Frank, fierce and insightful, she reflects candidly on the abuse she suffered as a child, the naive, heady euphoria of returning at last to her parents’ homeland - and her disillusionment with present-day South Africa and its new elites. Sisonke Msimang is a bold new voice on feminism, race and politics - in her beloved South Africa, in Australia, and around the world.
Perth-based South African writer Sisonke Msimang was raised in exile in the 1970s and 80s by her South African freedom-fighter parents. Her childhood and early adulthood were spent in Zambia, Canada, Kenya and the United States. After apartheid, her family was finally able to return to South Africa, but as it turned out, that wasn’t to be Msimang’s last move.
To read this memoir is to witness a personal and political response to oppression in remarkably recent history. Msimang is explicit about who she is, where she has come from and the battles she has fought – and continues to fight. She is also frank about how her family’s experience differs from those in positions of greater, and lesser, privilege.
Msimang’s writing is full of hard-earned personal insight, and astonishing empathy. Many striking moments leave a painful, permanent impression: ‘And then, one day, in the middle of everything that was becoming mundane and ordinary, on a day just like the ones that had come before it, I was called an African monkey.’

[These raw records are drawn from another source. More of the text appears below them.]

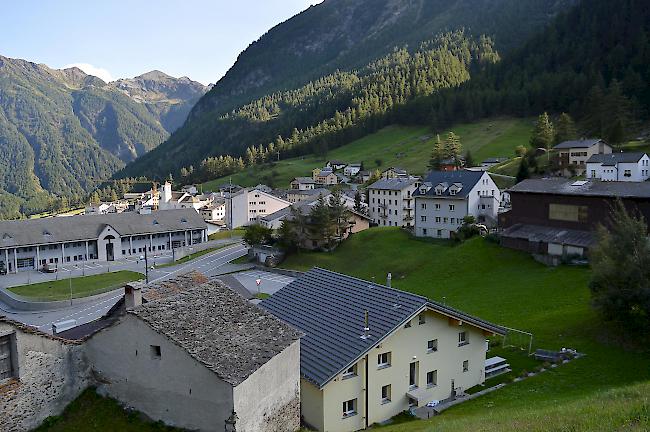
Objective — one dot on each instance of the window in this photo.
(383, 360)
(350, 372)
(432, 378)
(155, 351)
(569, 213)
(350, 408)
(385, 394)
(7, 350)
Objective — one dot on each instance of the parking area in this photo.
(270, 283)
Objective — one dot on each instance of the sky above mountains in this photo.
(116, 39)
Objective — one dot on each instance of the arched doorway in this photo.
(110, 248)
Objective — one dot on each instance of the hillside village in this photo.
(392, 215)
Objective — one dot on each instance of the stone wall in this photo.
(51, 374)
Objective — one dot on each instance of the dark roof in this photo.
(586, 143)
(219, 328)
(330, 307)
(560, 186)
(467, 178)
(537, 233)
(612, 159)
(88, 227)
(392, 184)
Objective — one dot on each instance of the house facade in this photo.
(446, 197)
(391, 202)
(558, 217)
(628, 167)
(225, 360)
(374, 352)
(571, 156)
(33, 243)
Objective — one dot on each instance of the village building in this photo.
(571, 157)
(558, 217)
(445, 197)
(628, 167)
(391, 203)
(324, 176)
(303, 183)
(33, 243)
(248, 205)
(199, 356)
(371, 352)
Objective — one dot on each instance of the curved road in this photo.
(211, 264)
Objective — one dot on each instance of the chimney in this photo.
(132, 295)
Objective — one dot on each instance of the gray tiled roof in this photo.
(329, 308)
(577, 144)
(612, 159)
(467, 178)
(392, 184)
(88, 227)
(219, 328)
(560, 186)
(537, 233)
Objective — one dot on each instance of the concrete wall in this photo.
(406, 345)
(269, 399)
(174, 388)
(51, 374)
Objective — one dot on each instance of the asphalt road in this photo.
(210, 264)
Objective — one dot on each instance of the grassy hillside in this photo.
(407, 147)
(511, 289)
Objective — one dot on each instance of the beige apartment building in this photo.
(371, 352)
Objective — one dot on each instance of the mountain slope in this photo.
(345, 34)
(61, 130)
(308, 54)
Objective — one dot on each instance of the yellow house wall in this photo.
(407, 345)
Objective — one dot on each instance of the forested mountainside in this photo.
(314, 52)
(346, 34)
(62, 130)
(327, 112)
(592, 62)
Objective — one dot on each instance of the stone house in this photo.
(197, 355)
(40, 375)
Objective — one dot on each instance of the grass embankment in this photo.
(91, 412)
(81, 286)
(509, 288)
(407, 147)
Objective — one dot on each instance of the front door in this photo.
(110, 256)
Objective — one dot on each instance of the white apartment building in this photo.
(247, 205)
(446, 197)
(630, 167)
(572, 156)
(30, 244)
(390, 201)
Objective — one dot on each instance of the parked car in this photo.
(49, 268)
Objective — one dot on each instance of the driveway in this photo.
(210, 264)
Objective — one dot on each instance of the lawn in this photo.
(91, 412)
(509, 288)
(81, 287)
(407, 147)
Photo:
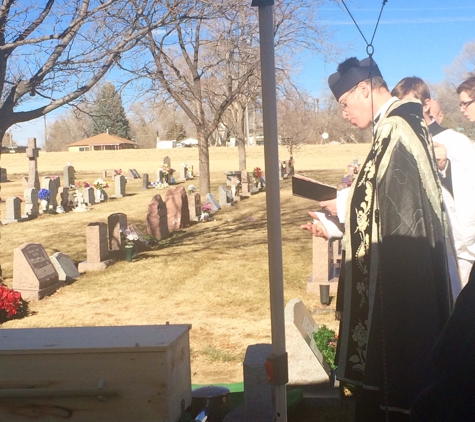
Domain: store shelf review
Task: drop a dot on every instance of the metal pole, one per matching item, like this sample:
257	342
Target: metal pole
274	232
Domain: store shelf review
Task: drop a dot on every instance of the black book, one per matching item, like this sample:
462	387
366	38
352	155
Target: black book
312	189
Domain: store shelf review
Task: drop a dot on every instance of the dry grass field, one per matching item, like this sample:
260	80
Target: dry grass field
212	275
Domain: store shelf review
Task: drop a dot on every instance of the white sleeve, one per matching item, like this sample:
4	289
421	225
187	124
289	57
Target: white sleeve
341	198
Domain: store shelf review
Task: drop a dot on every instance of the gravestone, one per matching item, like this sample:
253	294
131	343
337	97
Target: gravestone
116	223
52	186
67	271
31	203
183	172
245	184
34	276
119	186
32	153
194	206
64	198
214	203
145	181
3	175
225	197
157	224
69	176
307	368
13	210
178	215
97	252
133	174
89	195
326	261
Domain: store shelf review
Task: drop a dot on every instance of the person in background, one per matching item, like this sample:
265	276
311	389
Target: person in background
394	292
455	161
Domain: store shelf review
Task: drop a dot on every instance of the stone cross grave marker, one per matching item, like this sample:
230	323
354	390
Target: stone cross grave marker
97	251
69	176
157	224
178	215
67	271
31	203
119	186
116	223
32	153
3	175
34	276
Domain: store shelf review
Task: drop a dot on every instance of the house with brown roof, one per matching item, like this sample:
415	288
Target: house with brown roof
101	142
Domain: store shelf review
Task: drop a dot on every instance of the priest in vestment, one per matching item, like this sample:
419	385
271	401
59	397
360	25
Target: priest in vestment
394	292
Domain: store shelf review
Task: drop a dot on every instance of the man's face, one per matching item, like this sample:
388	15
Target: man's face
467	106
354	106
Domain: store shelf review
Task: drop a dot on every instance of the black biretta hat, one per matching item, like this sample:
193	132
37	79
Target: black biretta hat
362	70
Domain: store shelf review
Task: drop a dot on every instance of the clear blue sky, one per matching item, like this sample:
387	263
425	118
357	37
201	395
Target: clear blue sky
414	37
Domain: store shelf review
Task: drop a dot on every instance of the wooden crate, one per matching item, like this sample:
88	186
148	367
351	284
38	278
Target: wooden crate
127	373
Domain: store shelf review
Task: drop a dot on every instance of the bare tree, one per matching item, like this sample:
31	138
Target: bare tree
52	52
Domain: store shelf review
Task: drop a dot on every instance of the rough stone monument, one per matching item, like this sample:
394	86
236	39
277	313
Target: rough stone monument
178	214
157	224
67	271
32	153
34	276
97	251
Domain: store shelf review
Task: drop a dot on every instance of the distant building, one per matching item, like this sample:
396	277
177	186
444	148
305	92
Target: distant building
101	142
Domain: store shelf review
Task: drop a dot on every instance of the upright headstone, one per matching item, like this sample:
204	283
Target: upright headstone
145	181
119	186
34	276
89	196
157	224
32	153
178	215
245	184
31	203
97	250
214	203
194	206
13	208
3	175
65	267
116	223
64	198
53	193
183	172
225	198
69	176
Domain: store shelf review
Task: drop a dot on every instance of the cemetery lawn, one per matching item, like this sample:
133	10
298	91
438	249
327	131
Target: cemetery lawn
211	275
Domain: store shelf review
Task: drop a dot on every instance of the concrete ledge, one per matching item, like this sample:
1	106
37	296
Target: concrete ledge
85	266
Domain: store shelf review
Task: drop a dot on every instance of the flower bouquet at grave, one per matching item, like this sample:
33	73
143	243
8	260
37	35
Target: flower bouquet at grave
205	211
11	304
326	341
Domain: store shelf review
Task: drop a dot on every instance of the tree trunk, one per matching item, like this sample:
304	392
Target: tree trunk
241	144
204	162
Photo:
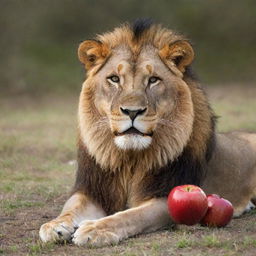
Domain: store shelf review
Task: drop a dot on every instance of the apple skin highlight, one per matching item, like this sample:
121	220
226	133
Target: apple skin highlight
187	204
219	213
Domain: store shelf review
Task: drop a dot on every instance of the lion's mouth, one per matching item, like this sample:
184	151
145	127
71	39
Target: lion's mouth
132	131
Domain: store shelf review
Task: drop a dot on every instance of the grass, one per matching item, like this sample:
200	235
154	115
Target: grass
37	149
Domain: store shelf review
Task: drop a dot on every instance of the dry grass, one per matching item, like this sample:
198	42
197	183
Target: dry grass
37	146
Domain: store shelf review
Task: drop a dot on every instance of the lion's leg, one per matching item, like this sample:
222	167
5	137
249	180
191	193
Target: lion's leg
148	216
75	210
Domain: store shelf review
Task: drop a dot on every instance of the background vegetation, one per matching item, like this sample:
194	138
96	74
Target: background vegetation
39	39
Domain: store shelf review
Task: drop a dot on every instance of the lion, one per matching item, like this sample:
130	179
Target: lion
145	126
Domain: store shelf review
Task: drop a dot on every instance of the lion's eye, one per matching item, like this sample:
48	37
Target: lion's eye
114	79
153	79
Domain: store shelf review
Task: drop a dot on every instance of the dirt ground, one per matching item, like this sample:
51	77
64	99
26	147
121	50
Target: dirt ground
37	153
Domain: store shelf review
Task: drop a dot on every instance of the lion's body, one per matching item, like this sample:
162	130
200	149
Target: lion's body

It is not possible to do this book justice in so few words. Msimang engages with recurring issues: racism, feminism, and class; but this is also a story of a young girl’s childhood, coming of age, and family; of politics, democracy, fighting for ideals, and seeing idols fall. Above all, it is a story of a search for and construction of identity.
Always Another Country is eloquent and powerful. Msimang’s explication of what it means to be from – but not of – a place is profoundly moving. Msimang deserves to be widely read and fans of Roxane Gay and Maxine Beneba Clarke, in particular, will not be disappointed.